A special mention to its training. It is not a dog recommended for those who are not experts in dogs of this kind.  It is a breed that tends to be dominant and is therefore particularly demanding.  If bred and trained incorrectly, these dogs can develop aggression. It is therefore necessary for the owners of these dogs to establish and maintain a dominant position from day one. The ideal owner for this dog must have a strong character, but must also be affectionate and find the right measure to have a trusting relationship with the dog. No egginess, but not too affable either, to prevent the dog from taking control.

It is not suitable for elderly people unless they are hunters and live in the countryside or woods.

Appearance of the Cimarron Uruguayan dog breed

The Cimarron Uruguayo is a medium-sized dog with the appearance of a Molossoid. It has a strong build, is massive with a compact bone structure, but is very agile and light in movement. The height at the withers is about 58-61 centimetres and the maximum weight is 45 kilograms, the female usually a little less. It possesses great strength and a respectable skeleton.

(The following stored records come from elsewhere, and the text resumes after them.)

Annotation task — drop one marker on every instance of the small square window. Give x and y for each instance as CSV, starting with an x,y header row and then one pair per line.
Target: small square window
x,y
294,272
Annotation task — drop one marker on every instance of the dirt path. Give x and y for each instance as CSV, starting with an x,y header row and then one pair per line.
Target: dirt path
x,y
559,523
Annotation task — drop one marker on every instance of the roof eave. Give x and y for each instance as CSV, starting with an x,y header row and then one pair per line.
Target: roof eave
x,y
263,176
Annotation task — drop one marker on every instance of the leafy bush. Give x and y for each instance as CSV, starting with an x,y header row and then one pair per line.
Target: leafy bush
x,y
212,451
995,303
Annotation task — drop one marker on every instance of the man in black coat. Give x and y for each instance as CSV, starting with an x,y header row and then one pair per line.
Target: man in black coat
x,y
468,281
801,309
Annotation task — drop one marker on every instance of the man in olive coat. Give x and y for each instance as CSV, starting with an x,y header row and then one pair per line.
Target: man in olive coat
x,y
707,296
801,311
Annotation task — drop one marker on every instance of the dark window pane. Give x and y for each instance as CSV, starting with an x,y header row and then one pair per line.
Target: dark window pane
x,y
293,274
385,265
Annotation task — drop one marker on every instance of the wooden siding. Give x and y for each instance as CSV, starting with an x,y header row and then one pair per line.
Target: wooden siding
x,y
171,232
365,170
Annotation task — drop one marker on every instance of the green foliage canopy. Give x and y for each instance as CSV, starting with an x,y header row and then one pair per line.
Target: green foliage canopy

The legs are straight, of medium length, entirely covered by muscles, more evident in the hindquarters. The tail is broad at the root, of medium length and is carried low; when the dog is alert it is raised to form a horizontal line with the torso or slightly higher. Its preferred gait is the walk, very elastic.

The muzzle of the Cimarron is broad and the head is very large, in proportion to the rest of the body. The eyes are almond-shaped, of a shade tending to brown which varies with the colour of the coat, and are of medium size. The gaze denotes curiosity and intelligence. The truffle is always black. What strikes are the jaws, very pronounced, suggesting the steely bite they have in reality. The ears are medium-large, triangular in shape and drooping along the cheeks. They can be cut round, similar to those of the puma. However, there are many countries where this practice is fortunately prohibited.

The coat is short, smooth and has a dense undercoat.  The colour of the coat can be tiger or fawn with light or dark shades. In some specimens we can also find the mask and white spots on certain parts of the body, such as on the lower jaw, or on the chest or belly.

Health and care of the Cimarron Uruguayan dog breed

The Cimarron is a rustic and robust dog and is not predisposed to any particular diseases, indeed there is no known pathology, it may suffer like most dogs from hip dysplasia, hypothyroidism and stomach twisting, although the cases are very rare. One must be aware, however, that this is a working dog and its metabolic drive is geared towards being active all day long. If it is not exercised and active enough or is overfed it is prone to gaining weight and being obese.  Its life expectancy ranges from 10 to 14 years.

As far as coat care is concerned, brushing once a week is sufficient. If the dog is outdoors a lot, perhaps in the fields or woods, it is a good idea to check its eyes, ears, coat and paws every time it comes home. In this way you can be sure that parasites or insects do not lurk undisturbed.